Activity on the surface of the Sun was recorded by space weather officials from the U.S. National Oceanic and Atmospheric Administration (NOAA), and according to the officials' warnings, there was a series of intense solar eruptions that launched what is called a coronal mass ejection (CME) at Earth. Officials recorded two CMEs heading towards Earth, accompanied by high levels of solar wind that can be traced back to a corona, or a hole, in the surface of the Sun.
The charged particles from the Sun are expected to hit Earth's magnetic field on Thursday, August 18, which may result in auroras appearing in the night sky at much lower geographical locations than they usually do. Space Weather Prediction Center, which is a branch of the National Weather Service, writes that there is a possibility for auroras to appear as far south as New York, Chicago, and Portland, Oregon, on Wednesday night.
Why does an aurora appear when Earth is hit by solar particles? The charged particles from the Sun interact with Earth's magnetic field channels, charging the particles in Earth's atmosphere and creating the gorgeous ribbons of light that make for some pretty magical photographs. When a CME impacts Earth's magnetic field, it causes what is called a geomagnetic storm, which produces these auroras. However, significant CME impacts and severe geomagnetic storms can negatively impact the planet by knocking out radio communications, GPS communications, satellite orbits, space launches, and more.

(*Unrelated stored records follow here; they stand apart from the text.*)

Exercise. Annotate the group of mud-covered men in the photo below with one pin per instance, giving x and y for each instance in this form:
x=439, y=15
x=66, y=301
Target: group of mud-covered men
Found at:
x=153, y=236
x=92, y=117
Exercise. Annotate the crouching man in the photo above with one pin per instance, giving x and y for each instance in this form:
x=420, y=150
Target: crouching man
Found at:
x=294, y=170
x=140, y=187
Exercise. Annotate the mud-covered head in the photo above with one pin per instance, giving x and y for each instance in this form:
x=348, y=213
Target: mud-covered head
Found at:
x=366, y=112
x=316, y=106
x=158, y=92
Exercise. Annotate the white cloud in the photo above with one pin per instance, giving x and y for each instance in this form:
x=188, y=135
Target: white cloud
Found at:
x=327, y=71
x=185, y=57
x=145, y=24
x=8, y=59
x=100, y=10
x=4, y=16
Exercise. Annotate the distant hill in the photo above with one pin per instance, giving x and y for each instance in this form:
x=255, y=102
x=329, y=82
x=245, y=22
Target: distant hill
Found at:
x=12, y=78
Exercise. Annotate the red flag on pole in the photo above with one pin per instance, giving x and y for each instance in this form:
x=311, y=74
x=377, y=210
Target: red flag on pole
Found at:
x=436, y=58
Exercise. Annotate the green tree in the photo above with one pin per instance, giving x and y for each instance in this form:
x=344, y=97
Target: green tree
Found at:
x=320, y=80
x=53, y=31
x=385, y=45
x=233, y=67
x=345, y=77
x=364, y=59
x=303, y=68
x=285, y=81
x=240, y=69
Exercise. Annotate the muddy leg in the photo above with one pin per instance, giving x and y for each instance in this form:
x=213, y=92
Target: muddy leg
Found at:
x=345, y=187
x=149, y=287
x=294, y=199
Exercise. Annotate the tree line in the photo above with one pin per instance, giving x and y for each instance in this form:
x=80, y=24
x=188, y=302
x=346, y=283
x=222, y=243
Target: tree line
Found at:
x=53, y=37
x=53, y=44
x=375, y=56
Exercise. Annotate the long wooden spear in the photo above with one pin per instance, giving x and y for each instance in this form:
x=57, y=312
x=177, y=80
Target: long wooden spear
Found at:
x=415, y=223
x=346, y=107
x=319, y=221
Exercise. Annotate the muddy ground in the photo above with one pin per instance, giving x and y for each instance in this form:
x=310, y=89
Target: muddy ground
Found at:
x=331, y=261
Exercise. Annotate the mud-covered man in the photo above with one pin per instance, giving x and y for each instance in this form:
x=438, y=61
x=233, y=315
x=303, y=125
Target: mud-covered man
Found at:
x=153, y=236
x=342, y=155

Current estimates from officials put this coming geomagnetic storm at a G3 category, which is a scale that is between one and five. The most severe warning NOAA gives a geomagnetic storm is G5, which is when power systems will likely be affected. A G3 solar storm NOAA warns that voltage corrects may have to be required, false alarms may be triggered on some devices, and intermittent satellite navigation and low-frequency radio navigation problems may occur.
Coronal mass ejection (CME) erupting from the sun on August 17, 2022.